Strong fundamentals & an exciting outlook
In addition to our dedicated team here at Prima, we are grateful to have the support and guidance from some world-class collaborators and advisors. Our German manufacturing development partners at the Fraunhofer Institute; the institution where CVac originated in Melbourne – the Burnet Institute; and, as we recently announced, our licensing partner Neopharm in Israel; Professor Ian Frazer, who chairs our scientific advisory board; Dr. Jonathon Berek, the chair of our clinical advisory board; and Dr. Holbrook Kohrt, also based at Stanford University, as out senior clinical advisor. These institutions and individuals are an important part of the foundation here at Prima.
In light of the updated clinical and operational plans, there are also significant updates to our budget and cash flow forecasts. To highlight a few key changes, we will have more than a 50% decrease in our clinical costs with the updated protocols, a savings of about $1.5 million per year in manufacturing costs, and we continue to manage and reduce our corporate overhead, continuing a trend over the past two years of decreasing G&A expenses.
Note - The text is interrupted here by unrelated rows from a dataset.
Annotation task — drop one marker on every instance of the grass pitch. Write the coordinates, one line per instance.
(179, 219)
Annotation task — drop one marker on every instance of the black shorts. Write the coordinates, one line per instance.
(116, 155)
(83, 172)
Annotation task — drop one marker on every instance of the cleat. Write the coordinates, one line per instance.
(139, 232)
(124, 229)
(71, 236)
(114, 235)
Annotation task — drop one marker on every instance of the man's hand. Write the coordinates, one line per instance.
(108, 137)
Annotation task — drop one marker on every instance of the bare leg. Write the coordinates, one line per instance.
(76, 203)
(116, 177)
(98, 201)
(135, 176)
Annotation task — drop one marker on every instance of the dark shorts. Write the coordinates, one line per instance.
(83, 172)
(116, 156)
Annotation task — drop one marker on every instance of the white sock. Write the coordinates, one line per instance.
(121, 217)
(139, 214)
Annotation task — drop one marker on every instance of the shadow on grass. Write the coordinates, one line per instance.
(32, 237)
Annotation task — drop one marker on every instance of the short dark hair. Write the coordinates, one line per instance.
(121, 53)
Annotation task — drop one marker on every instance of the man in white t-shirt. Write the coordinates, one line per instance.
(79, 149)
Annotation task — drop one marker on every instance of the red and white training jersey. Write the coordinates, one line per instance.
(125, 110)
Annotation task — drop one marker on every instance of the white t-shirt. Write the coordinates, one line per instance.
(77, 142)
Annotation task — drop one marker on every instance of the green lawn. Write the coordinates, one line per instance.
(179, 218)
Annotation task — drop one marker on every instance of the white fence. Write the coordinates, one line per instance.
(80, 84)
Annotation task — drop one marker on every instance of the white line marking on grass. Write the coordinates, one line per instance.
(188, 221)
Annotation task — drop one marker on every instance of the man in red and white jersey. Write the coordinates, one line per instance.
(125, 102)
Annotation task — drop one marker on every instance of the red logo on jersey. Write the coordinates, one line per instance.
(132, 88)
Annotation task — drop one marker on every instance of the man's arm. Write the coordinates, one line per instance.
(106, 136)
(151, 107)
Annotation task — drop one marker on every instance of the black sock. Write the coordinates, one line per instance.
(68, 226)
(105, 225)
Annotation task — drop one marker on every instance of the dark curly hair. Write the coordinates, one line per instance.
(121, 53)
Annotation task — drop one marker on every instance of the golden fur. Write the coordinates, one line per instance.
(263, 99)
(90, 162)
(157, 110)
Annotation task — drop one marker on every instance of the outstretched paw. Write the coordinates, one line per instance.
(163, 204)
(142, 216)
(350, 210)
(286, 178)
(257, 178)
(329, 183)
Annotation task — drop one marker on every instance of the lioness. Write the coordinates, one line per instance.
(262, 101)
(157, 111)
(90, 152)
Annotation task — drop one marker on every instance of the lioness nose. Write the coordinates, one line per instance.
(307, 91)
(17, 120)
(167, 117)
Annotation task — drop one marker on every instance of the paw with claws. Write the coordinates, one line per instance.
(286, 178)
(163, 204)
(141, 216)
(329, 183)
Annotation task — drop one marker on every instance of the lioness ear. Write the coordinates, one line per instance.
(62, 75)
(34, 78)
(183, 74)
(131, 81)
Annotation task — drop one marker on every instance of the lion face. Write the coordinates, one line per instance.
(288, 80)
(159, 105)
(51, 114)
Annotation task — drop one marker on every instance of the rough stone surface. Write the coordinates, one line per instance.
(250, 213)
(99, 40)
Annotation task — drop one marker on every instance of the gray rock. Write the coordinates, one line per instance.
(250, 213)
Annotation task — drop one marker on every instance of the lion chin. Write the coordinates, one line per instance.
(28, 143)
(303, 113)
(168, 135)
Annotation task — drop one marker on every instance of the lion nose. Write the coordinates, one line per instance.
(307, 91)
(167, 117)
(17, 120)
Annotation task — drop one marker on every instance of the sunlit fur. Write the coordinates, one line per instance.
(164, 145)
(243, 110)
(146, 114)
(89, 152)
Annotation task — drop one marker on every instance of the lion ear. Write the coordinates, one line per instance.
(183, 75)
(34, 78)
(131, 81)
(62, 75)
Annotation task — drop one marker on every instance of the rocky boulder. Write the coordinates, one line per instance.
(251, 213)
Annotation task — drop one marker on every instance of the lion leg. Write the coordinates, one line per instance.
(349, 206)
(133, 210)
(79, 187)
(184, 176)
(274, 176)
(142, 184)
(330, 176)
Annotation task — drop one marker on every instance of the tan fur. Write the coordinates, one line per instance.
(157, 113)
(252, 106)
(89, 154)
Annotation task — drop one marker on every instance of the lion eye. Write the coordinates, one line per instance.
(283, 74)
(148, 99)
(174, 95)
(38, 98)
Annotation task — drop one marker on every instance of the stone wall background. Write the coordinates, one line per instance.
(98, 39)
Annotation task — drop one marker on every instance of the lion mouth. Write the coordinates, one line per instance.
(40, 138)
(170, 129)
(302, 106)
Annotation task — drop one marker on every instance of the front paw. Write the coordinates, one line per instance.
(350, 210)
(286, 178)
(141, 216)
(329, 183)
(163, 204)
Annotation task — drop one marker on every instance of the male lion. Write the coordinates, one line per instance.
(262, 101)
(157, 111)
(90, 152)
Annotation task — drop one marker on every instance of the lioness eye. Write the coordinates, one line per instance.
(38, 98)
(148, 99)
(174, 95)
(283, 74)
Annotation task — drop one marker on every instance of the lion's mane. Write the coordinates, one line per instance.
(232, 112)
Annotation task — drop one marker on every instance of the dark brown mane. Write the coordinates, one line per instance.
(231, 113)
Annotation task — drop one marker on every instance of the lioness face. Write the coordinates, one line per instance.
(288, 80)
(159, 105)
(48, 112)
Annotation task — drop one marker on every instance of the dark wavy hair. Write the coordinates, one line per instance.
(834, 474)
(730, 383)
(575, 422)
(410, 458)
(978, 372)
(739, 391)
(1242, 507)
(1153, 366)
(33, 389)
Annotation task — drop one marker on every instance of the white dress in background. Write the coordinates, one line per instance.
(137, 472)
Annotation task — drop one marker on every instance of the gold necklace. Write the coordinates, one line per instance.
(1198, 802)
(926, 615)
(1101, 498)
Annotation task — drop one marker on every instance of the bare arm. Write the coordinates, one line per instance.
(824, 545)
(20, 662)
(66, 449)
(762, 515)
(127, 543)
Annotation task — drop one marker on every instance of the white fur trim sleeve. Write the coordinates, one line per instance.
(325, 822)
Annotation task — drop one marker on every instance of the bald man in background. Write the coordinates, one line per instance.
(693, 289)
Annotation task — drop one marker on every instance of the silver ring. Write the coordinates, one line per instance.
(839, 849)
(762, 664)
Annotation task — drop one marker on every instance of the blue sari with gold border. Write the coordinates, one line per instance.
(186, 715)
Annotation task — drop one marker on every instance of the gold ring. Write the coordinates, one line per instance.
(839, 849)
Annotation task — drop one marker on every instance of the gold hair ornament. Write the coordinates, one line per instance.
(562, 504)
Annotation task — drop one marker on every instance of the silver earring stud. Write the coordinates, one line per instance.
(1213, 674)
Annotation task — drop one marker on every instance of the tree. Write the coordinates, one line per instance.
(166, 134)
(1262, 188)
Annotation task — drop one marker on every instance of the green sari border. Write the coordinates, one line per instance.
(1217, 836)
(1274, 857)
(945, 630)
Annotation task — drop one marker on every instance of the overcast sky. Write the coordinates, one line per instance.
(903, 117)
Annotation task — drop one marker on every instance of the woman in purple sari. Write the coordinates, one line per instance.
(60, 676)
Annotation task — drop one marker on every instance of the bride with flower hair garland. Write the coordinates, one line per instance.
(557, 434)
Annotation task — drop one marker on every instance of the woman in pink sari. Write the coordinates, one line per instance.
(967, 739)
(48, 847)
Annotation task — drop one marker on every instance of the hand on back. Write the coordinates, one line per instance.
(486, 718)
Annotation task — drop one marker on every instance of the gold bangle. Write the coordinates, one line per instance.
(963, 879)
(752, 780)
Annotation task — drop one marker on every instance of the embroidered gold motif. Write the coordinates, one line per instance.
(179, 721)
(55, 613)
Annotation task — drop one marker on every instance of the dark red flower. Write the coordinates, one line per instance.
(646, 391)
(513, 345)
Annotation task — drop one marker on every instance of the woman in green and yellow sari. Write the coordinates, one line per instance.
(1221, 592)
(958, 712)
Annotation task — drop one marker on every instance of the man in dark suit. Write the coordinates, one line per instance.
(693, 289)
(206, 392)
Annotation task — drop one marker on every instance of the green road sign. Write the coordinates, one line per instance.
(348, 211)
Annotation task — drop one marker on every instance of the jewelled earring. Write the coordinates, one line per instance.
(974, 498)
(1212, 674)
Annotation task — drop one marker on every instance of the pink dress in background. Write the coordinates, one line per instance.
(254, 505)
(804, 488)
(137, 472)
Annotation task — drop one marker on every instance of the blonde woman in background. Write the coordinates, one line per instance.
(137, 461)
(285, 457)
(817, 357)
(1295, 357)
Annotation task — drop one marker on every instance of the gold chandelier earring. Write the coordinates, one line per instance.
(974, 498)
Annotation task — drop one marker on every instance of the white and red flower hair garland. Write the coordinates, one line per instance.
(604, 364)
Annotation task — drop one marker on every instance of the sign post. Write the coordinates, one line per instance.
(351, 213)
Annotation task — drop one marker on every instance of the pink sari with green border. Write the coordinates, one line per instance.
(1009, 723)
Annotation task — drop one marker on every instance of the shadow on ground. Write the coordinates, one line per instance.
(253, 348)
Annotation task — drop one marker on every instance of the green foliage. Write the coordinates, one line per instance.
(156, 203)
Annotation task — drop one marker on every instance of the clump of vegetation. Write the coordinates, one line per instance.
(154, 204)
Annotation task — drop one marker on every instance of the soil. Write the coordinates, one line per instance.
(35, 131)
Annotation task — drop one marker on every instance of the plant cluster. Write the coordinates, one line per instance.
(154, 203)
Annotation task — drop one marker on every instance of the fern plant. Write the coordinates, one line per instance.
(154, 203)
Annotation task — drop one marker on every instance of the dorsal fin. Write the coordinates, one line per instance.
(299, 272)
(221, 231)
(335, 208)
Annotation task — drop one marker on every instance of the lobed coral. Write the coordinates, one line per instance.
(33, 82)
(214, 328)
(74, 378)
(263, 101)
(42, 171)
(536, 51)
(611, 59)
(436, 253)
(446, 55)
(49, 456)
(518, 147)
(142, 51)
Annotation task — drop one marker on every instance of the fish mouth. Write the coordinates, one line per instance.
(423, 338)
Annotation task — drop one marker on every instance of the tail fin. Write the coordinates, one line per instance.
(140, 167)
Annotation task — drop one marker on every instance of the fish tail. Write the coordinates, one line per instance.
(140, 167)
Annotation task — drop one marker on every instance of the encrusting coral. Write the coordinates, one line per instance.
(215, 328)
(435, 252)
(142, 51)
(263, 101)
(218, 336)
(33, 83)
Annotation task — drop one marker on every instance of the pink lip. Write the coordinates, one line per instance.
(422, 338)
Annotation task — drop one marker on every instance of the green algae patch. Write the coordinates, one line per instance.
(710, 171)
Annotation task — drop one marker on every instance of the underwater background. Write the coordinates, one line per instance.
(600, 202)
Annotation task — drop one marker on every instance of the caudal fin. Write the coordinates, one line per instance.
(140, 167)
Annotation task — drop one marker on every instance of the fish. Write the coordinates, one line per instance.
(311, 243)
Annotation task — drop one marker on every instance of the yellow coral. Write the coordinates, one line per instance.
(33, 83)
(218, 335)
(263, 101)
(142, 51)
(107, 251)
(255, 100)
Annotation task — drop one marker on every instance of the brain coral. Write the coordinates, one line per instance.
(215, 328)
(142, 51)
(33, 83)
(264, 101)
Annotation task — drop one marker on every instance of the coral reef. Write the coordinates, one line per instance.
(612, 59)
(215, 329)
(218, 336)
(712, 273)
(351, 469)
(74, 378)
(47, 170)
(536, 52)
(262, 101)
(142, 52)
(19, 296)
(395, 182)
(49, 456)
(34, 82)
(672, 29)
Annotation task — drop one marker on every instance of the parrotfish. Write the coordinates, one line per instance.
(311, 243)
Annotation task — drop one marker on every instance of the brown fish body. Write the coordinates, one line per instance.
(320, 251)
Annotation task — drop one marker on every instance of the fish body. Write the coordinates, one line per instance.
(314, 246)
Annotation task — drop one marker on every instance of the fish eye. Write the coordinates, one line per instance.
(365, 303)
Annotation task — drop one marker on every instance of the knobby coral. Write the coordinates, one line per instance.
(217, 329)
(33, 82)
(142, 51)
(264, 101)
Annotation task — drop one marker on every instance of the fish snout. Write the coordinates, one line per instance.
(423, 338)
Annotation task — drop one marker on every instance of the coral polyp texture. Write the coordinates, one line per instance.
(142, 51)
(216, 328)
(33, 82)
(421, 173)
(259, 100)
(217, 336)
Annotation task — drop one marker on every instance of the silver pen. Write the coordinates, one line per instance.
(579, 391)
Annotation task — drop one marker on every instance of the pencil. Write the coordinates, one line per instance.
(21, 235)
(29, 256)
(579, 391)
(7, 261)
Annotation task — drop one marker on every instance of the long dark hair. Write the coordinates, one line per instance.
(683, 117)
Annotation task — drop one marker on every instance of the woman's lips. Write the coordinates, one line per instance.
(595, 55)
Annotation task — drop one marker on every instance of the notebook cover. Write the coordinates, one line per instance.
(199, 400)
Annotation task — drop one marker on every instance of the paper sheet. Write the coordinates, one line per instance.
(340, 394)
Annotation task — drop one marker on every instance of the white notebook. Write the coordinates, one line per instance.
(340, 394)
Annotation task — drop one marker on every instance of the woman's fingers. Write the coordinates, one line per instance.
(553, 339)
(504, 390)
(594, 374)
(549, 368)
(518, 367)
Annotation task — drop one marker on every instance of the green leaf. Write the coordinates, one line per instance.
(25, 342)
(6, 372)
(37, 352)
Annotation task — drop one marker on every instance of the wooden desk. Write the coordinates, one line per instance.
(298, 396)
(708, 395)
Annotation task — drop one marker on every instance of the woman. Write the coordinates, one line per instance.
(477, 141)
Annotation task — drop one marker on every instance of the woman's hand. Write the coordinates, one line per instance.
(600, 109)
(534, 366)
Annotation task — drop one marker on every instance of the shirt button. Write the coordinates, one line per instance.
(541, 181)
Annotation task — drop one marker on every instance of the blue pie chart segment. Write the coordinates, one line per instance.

Building from our fundamental strengths, we are excited about the future of Prima BioMed. We have a world-class team with significant experience in the field, and a great network of outside collaborators and advisors. We finished last quarter, ended September 30[th] , with a bit more than $31 million in cash. Our estimated cash reach is now well over two years from now. There are a number of important data catalysts coming during this time in 2014, 2105, and 2016. The investments we have made in our technology development have put us in a leadership position in the emerging field of cancer immunotherapy. And with our internal business development team, we are consistently evaluating value accretive business development transactions.
Again, I thank you, our shareholders for your ongoing support of our mission here at Prima BioMed. I look forward to an exciting year ahead and I look forward to keeping in touch with you as we share our progress and report what we hope to be some very exciting results for patients as well as our investors.